Volatile snowlines in embedded disks around low-mass protostars

TL;DR

This study models the temperature and volatile snowline locations in embedded protostellar disks, revealing how accretion rates influence the extent of gas-phase water and other volatiles, with implications for early solar system conditions.

Contribution

It provides the first detailed modeling of snowline locations in actively accreting embedded disks, linking accretion rates to volatile distributions and observable signatures.

Findings

Water snowline extends up to 55 AU at high accretion rates.

CO$_2$ remains solid within 20 AU for low accretion rates.

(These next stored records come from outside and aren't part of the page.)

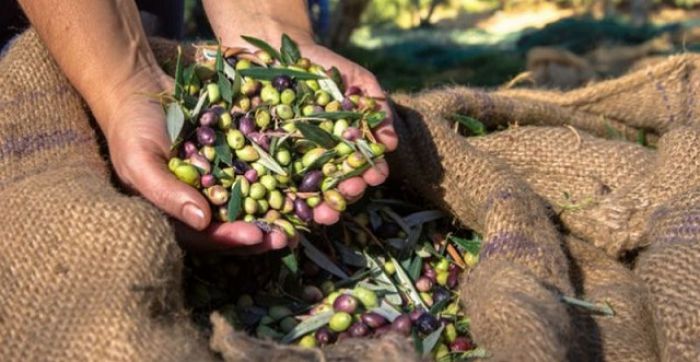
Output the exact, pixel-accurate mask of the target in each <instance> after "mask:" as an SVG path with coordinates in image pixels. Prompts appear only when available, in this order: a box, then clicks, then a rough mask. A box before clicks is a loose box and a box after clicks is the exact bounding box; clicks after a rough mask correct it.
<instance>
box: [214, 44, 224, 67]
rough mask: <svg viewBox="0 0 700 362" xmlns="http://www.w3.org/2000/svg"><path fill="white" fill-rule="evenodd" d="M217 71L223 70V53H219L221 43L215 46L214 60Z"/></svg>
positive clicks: (220, 51)
mask: <svg viewBox="0 0 700 362" xmlns="http://www.w3.org/2000/svg"><path fill="white" fill-rule="evenodd" d="M214 64H215V69H216V72H217V73H221V72H223V71H224V55H223V54H222V53H221V45H219V46H218V47H217V48H216V60H214Z"/></svg>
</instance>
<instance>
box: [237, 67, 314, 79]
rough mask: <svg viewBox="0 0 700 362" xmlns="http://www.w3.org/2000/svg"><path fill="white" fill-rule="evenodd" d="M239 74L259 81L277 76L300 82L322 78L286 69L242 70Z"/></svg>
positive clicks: (306, 73)
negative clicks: (257, 79) (286, 75)
mask: <svg viewBox="0 0 700 362" xmlns="http://www.w3.org/2000/svg"><path fill="white" fill-rule="evenodd" d="M239 73H240V74H241V75H242V76H244V77H251V78H255V79H258V80H272V79H274V78H275V77H277V76H280V75H288V76H290V77H292V78H295V79H299V80H310V79H316V80H318V79H321V78H322V77H321V76H318V75H316V74H311V73H307V72H300V71H298V70H293V69H285V68H260V67H253V68H248V69H241V70H240V71H239Z"/></svg>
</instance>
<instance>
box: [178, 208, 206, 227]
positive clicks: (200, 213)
mask: <svg viewBox="0 0 700 362" xmlns="http://www.w3.org/2000/svg"><path fill="white" fill-rule="evenodd" d="M182 214H183V216H184V217H185V220H187V223H188V224H189V225H190V226H191V227H193V228H195V229H198V230H201V229H204V228H205V227H206V226H207V225H206V220H205V218H204V211H202V209H200V208H199V207H197V205H195V204H193V203H191V202H188V203H186V204H185V206H183V208H182Z"/></svg>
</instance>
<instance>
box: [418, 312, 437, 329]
mask: <svg viewBox="0 0 700 362" xmlns="http://www.w3.org/2000/svg"><path fill="white" fill-rule="evenodd" d="M416 327H418V331H419V332H421V333H423V334H429V333H430V332H432V331H434V330H436V329H438V328H440V321H439V320H437V318H435V317H434V316H433V315H432V314H430V313H423V315H421V316H420V317H418V320H417V321H416Z"/></svg>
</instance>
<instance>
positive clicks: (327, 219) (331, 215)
mask: <svg viewBox="0 0 700 362" xmlns="http://www.w3.org/2000/svg"><path fill="white" fill-rule="evenodd" d="M338 220H340V213H339V212H338V211H335V210H334V209H333V208H332V207H330V205H328V203H326V202H322V203H321V204H319V205H318V206H316V207H315V208H314V221H316V223H318V224H321V225H333V224H335V223H337V222H338Z"/></svg>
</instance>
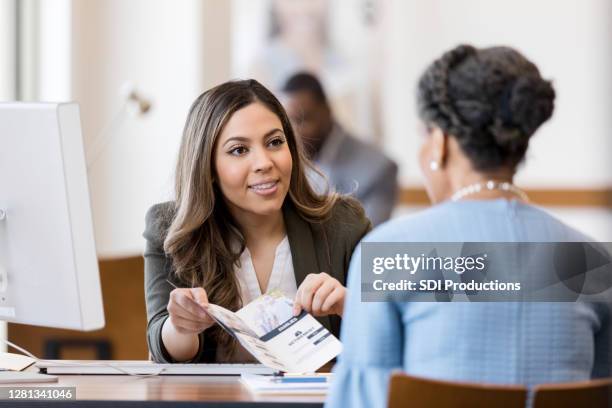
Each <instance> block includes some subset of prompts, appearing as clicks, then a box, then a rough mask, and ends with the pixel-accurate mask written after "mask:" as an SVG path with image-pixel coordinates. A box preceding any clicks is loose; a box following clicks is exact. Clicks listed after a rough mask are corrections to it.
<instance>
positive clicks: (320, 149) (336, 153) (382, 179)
mask: <svg viewBox="0 0 612 408" xmlns="http://www.w3.org/2000/svg"><path fill="white" fill-rule="evenodd" d="M282 91H283V93H284V102H285V108H286V109H287V113H288V115H289V117H290V119H291V121H292V122H293V124H294V128H295V130H296V132H297V134H298V136H299V137H300V138H301V139H302V141H303V144H304V146H305V148H306V153H307V154H308V156H309V158H310V159H311V160H313V161H314V163H315V164H316V165H317V167H318V168H319V169H320V170H321V171H322V172H323V173H324V174H325V175H326V176H327V177H328V178H329V183H330V185H331V187H332V188H334V189H335V190H336V191H338V192H339V193H343V194H352V195H353V196H354V197H355V198H357V199H358V200H359V201H360V202H361V203H362V204H363V206H364V208H365V210H366V215H367V216H368V218H370V220H371V221H372V224H373V225H377V224H380V223H381V222H383V221H385V220H387V219H388V218H389V216H390V215H391V211H392V210H393V206H394V205H395V200H396V198H397V191H398V185H397V165H396V164H395V163H394V162H393V161H392V160H391V159H389V158H388V157H387V156H385V154H384V153H382V152H381V151H379V150H378V149H376V148H375V147H374V146H371V145H368V144H367V143H364V142H362V141H361V140H359V139H356V138H355V137H353V136H351V135H350V134H348V133H347V132H346V131H345V130H344V129H342V127H340V125H339V124H338V123H336V122H335V121H334V118H333V116H332V113H331V109H330V107H329V104H328V102H327V97H326V96H325V91H324V90H323V86H322V85H321V83H320V82H319V80H318V79H317V78H316V77H315V76H313V75H311V74H309V73H305V72H301V73H298V74H295V75H293V76H291V77H290V78H289V79H288V80H287V82H286V83H285V84H284V86H283V88H282ZM309 178H310V180H311V181H312V182H313V184H314V186H315V189H316V190H317V191H318V192H323V190H324V188H325V180H323V179H321V178H320V177H317V176H316V175H312V177H309Z"/></svg>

Water emission is consistent with observations and limited to within 50 AU.

Abstract

(Abridged*) Models of the young solar nebula assume a hot initial disk with most volatiles are in the gas phase. The question remains whether an actively accreting disk is warm enough to have gas-phase water up to 50 AU radius. No detailed studies have yet been performed on the extent of snowlines in an embedded accreting disk (Stage 0). Quantify the location of gas-phase volatiles in embedded actively accreting disk system. Two-dimensional physical and radiative transfer models have been used to calculate the temperature structure of embedded protostellar systems. Gas and ice abundances of H$_2$O, CO$_2$, and CO are calculated using the density-dependent thermal desorption formulation. The midplane water snowline increases from 3 to 55 AU for accretion rates through the disk onto the star between $10^{-9}$-$10^{-4} \ M_{\odot} \ {\rm yr^{-1}}$. CO$_2$ can remain in the solid phase within the disk for $\dot{M} \leq 10^{-5} \ M_{\odot} \ {\rm yr^{-1}}$ down to $\sim 20$ AU. Most of the CO is in the gas phase within an actively accreting disk independent of disk properties and accretion rate. The predicted optically thin water isotopolog emission is consistent with the detected H$_2^{18}$O emission toward the Stage 0 embedded young stellar objects, originating from both the disk and the warm inner envelope (hot core). An accreting embedded disk can only account for water emission arising from $R < 50$ AU, however, and the extent rapidly decreases for low accretion rates. Thus, the radial extent of the emission can be measured with ALMA observations and compared to this limit. Volatiles sublimate out to 50 AU in young disks and can reset the chemical content inherited from the envelope in periods of high accretion rates. A hot young solar nebula out to 30 AU can only have occurred during the deeply embedded Stage 0, not during the T-Tauri phase of our early solar system.